Bug 1001987

Summary: pacemaker tries to start a resource too often
Product: [Fedora] Fedora Reporter: lav
Component: pacemakerAssignee: Andrew Beekhof <andrew>
Status: CLOSED CANTFIX QA Contact: Fedora Extras Quality Assurance <extras-qa>
Severity: high Docs Contact:
Priority: unspecified    
Version: 18CC: abeekhof, andrew, fdinitto, lhh
Target Milestone: ---   
Target Release: ---   
Hardware: All   
OS: Linux   
Whiteboard:
Fixed In Version: Doc Type: Bug Fix
Doc Text:
Story Points: ---
Clone Of: Environment:
Last Closed: 2014-01-14 05:47:01 UTC Type: Bug
Regression: --- Mount Type: ---
Documentation: --- CRM:
Verified Versions: Category: ---
oVirt Team: --- RHEL 7.3 requirements from Atomic Host:
Cloudforms Team: --- Target Upstream Version:
Attachments:
Description Flags
/var/log/messages none

Description lav 2013-08-28 09:20:08 UTC
Description of problem:
When a resource fails to start, pacemaker repeatedly tries to start it without any delay.

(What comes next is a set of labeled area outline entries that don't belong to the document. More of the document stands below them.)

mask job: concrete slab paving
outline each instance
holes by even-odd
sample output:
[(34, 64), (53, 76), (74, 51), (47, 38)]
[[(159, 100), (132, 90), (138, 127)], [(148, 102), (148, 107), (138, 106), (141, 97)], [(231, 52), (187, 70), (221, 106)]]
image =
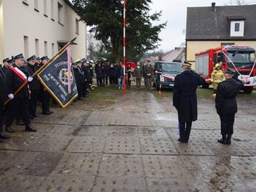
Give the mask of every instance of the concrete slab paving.
[(52, 115), (32, 120), (36, 132), (13, 124), (0, 143), (0, 191), (256, 191), (255, 102), (238, 99), (232, 145), (223, 145), (214, 100), (198, 98), (184, 144), (171, 96), (115, 95), (52, 106)]

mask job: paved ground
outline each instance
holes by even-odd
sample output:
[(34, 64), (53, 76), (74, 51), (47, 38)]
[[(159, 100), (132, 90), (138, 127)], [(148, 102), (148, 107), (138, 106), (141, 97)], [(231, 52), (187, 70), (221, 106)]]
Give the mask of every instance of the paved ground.
[(217, 143), (214, 101), (198, 99), (184, 144), (171, 97), (115, 94), (97, 108), (55, 108), (33, 120), (36, 133), (14, 125), (0, 144), (0, 191), (256, 191), (255, 99), (239, 99), (231, 145)]

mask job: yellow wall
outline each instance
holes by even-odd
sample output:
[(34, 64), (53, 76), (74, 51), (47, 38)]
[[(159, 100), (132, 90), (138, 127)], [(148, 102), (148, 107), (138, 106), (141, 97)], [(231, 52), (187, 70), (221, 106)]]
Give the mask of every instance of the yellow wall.
[[(51, 1), (47, 1), (46, 16), (44, 1), (38, 1), (39, 12), (34, 10), (33, 0), (0, 0), (0, 63), (3, 59), (23, 53), (25, 59), (36, 54), (35, 39), (38, 40), (39, 52), (36, 56), (52, 57), (58, 51), (57, 41), (69, 41), (77, 37), (70, 45), (73, 58), (84, 58), (86, 52), (86, 26), (79, 21), (79, 33), (76, 33), (75, 11), (64, 0), (54, 1), (54, 15), (51, 15)], [(63, 5), (63, 23), (58, 22), (58, 3)], [(28, 36), (28, 49), (24, 49), (24, 36)], [(45, 42), (47, 42), (45, 54)], [(53, 50), (52, 44), (54, 44)]]
[[(186, 60), (195, 64), (195, 54), (211, 48), (220, 47), (221, 43), (235, 43), (235, 45), (249, 45), (256, 49), (256, 41), (187, 41), (186, 42)], [(195, 65), (192, 65), (193, 69), (195, 69)]]

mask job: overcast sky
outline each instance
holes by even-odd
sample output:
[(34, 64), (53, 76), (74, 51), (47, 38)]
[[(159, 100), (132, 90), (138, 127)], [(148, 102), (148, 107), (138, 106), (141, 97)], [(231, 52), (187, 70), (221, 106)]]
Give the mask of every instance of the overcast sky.
[[(256, 0), (244, 1), (256, 4)], [(166, 28), (159, 34), (163, 41), (159, 42), (161, 45), (158, 49), (164, 51), (180, 47), (185, 42), (186, 34), (182, 34), (182, 30), (186, 29), (187, 7), (211, 6), (212, 2), (216, 3), (216, 6), (230, 4), (230, 0), (152, 0), (152, 2), (153, 12), (162, 10), (160, 22), (167, 21)]]

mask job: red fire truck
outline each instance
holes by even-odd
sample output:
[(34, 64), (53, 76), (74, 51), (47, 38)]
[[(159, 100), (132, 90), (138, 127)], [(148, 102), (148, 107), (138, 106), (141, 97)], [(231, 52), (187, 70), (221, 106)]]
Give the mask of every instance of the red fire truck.
[(195, 54), (195, 70), (205, 79), (204, 88), (209, 88), (211, 75), (216, 63), (222, 63), (221, 68), (236, 70), (237, 78), (244, 83), (243, 91), (251, 93), (256, 86), (255, 50), (247, 45), (225, 45)]

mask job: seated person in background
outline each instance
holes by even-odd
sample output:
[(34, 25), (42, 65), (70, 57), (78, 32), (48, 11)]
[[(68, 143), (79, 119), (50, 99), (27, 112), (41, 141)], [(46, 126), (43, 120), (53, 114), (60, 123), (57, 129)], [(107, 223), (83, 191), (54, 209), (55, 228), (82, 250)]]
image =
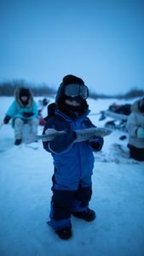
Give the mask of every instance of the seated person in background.
[(44, 109), (44, 108), (48, 105), (49, 100), (47, 98), (43, 98), (43, 100), (38, 101), (38, 117), (39, 117), (39, 125), (45, 125), (45, 120), (42, 115), (42, 112)]
[(128, 148), (130, 157), (144, 161), (144, 97), (131, 106), (127, 130), (130, 135)]
[(15, 137), (14, 144), (20, 145), (22, 142), (24, 124), (28, 123), (31, 125), (31, 132), (33, 137), (37, 134), (38, 112), (37, 103), (29, 89), (17, 88), (14, 91), (14, 98), (6, 113), (3, 123), (8, 124), (12, 119)]

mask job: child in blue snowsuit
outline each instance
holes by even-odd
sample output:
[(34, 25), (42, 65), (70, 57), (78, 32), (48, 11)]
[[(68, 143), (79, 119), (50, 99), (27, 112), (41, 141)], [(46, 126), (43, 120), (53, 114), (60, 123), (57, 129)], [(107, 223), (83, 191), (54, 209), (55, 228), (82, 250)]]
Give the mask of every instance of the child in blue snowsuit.
[(80, 78), (64, 77), (55, 102), (48, 107), (43, 129), (43, 134), (49, 128), (66, 131), (51, 142), (43, 142), (44, 149), (52, 154), (55, 166), (48, 224), (61, 239), (72, 236), (72, 214), (86, 221), (95, 218), (95, 212), (89, 208), (92, 195), (93, 151), (101, 149), (103, 138), (94, 137), (89, 141), (74, 143), (76, 130), (95, 127), (87, 117), (88, 95), (89, 90)]

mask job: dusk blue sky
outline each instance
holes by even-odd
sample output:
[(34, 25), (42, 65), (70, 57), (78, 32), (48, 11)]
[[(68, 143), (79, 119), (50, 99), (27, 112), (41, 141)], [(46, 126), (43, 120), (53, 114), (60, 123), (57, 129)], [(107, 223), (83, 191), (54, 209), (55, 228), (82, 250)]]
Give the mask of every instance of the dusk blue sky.
[(0, 0), (0, 80), (144, 89), (144, 0)]

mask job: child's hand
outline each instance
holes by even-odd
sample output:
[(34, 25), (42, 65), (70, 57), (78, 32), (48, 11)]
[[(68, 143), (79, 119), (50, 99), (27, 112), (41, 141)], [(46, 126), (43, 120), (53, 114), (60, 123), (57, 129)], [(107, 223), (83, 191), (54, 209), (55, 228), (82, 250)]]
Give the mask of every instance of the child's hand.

For service: resource systemd refuses even to try to start it because of rate limit.


Version-Release number of selected component (if applicable):
pacemaker-1.1.9-0.1.70ad9fa.git.fc18.i686


How reproducible:
always

Steps to Reproduce:
1. create a service: resource that fails to start (in my case it was service:named with a typo in config) with op monitor=30s
2. try to manage it (pcs resource manage named)
3. see in the log /var/log/message lots of messages, and systemctl shows that it refuses to start named.service because of rate limit.

Actual results:
repeated attempts to start the resource without any delay

Expected results:
I believe it should delay additional attempts to start a resource.

Additional info:

Comment 1 Andrew Beekhof 2013-08-28 09:44:09 UTC
At the very least we need logs.  Even better would be a crm_report archive

Comment 2 lav 2013-08-28 11:36:58 UTC
Created attachment 791337 [details]
/var/log/messages

I have fixed my problem by changing "monitor interval=30s" to "monitor interval=30s start-delay=10s timeout=20s".

Anyway, here is the log.

Comment 3 Andrew Beekhof 2013-11-13 06:06:47 UTC
There's not a lot pacemaker can do here.

systemd claims that the start completed without error (clearly untrue) and then we find the resource stopped in the recurring monitor so we try to recover it.

We do supply a migration-threshold option though. This would cause the cluster to give up after the indicated number of failures.

Unless you object, I'll close this for now.

Comment 4 Fedora End Of Life 2013-12-21 14:31:54 UTC
This message is a reminder that Fedora 18 is nearing its end of life.
Approximately 4 (four) weeks from now Fedora will stop maintaining
and issuing updates for Fedora 18. It is Fedora's policy to close all
bug reports from releases that are no longer maintained. At that time
this bug will be closed as WONTFIX if it remains open with a Fedora 
'version' of '18'.

Package Maintainer: If you wish for this bug to remain open because you
plan to fix it in a currently maintained version, simply change the 'version' 
to a later Fedora version prior to Fedora 18's end of life.

Thank you for reporting this issue and we are sorry that we may not be 
able to fix it before Fedora 18 is end of life. If you would still like 
to see this bug fixed and are able to reproduce it against a later version 
of Fedora, you are encouraged  change the 'version' to a later Fedora 
version prior to Fedora 18's end of life.

Although we aim to fix as many bugs as possible during every release's 
lifetime, sometimes those efforts are overtaken by events. Often a 
more recent Fedora release includes newer upstream software that fixes 
bugs or makes them obsolete.